HyperV might not be so hot now, but VMware can't get complacent. Now is the time to put the boots to HyperV, not cede market to it.
--srj/mmv
I don't know if you're a marginal case or not, but I had a VMware employee that they felt that they had to raise prices because server core and memory densities were getting to the point where they were going to start losing revenue.
They said they had seen a tendency among very large customers to actually cut CPU licensing. Earlier adopters had started smaller on older hardware that didn't have the massive amount of CPU and RAM that's common today and the old per-CPU licensing model meant that growth in these environments meant more licenses.

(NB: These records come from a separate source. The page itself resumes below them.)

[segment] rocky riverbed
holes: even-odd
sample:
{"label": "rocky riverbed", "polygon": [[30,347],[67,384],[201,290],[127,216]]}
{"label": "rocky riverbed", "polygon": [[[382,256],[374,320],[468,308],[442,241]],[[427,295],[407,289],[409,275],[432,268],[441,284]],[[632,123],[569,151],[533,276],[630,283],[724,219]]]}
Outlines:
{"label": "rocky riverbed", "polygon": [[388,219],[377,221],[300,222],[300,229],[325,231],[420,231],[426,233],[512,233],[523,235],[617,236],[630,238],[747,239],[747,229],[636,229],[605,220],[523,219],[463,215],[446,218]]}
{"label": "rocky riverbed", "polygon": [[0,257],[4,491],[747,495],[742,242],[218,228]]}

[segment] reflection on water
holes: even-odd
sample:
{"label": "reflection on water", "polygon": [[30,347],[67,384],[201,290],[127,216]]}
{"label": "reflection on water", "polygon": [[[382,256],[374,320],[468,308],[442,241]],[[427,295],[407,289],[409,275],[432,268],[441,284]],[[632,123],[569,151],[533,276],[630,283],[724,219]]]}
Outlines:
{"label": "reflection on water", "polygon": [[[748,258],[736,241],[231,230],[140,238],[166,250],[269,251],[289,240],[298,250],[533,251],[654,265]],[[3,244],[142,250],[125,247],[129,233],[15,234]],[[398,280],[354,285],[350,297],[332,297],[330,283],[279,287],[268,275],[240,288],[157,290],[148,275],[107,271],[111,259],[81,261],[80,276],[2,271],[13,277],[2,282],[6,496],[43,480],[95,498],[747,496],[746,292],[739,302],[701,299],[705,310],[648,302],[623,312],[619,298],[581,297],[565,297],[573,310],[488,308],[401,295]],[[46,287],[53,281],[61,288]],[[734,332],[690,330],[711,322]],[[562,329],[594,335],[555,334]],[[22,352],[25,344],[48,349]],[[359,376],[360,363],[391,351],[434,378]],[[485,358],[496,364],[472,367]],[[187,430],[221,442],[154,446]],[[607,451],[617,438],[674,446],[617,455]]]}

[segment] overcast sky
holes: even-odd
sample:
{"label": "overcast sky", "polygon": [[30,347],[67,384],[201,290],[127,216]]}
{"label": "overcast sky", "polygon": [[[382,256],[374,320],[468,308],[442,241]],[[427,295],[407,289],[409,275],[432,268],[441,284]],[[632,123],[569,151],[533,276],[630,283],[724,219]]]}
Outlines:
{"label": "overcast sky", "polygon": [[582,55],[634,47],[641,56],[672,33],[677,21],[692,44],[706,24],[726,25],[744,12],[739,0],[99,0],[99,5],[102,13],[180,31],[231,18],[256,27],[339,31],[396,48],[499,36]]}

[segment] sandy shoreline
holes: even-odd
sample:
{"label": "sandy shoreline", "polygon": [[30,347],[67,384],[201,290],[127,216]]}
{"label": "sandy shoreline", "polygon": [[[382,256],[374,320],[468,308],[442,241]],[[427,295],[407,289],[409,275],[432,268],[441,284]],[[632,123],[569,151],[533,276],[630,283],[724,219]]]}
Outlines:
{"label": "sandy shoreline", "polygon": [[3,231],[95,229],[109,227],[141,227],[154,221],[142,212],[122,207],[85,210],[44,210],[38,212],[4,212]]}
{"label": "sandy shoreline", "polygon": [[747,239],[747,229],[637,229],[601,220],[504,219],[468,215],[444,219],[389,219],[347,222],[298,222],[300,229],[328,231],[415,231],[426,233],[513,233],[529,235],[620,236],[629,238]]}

But with memory and CPU densities growing, these customers now need fewer licenses, even though they still have VM growth, because they have been buying 24 core, 128GB boxes to replace 16/64 or smaller boxes. Each new box can replace 2 or sometimes 3 older ones.
IMHO, they're just making up for the general reduction in price they had once they started offering EssentialsPlus ESXi. This was much cheaper than ESX 3.5 with vCenter and vMotion licensing.
I also wonder if maybe they shouldn't have switched from per-socket to per-core licensing, but charging less per core than they had per socket. This would have allowed stable revenue with increased core counts.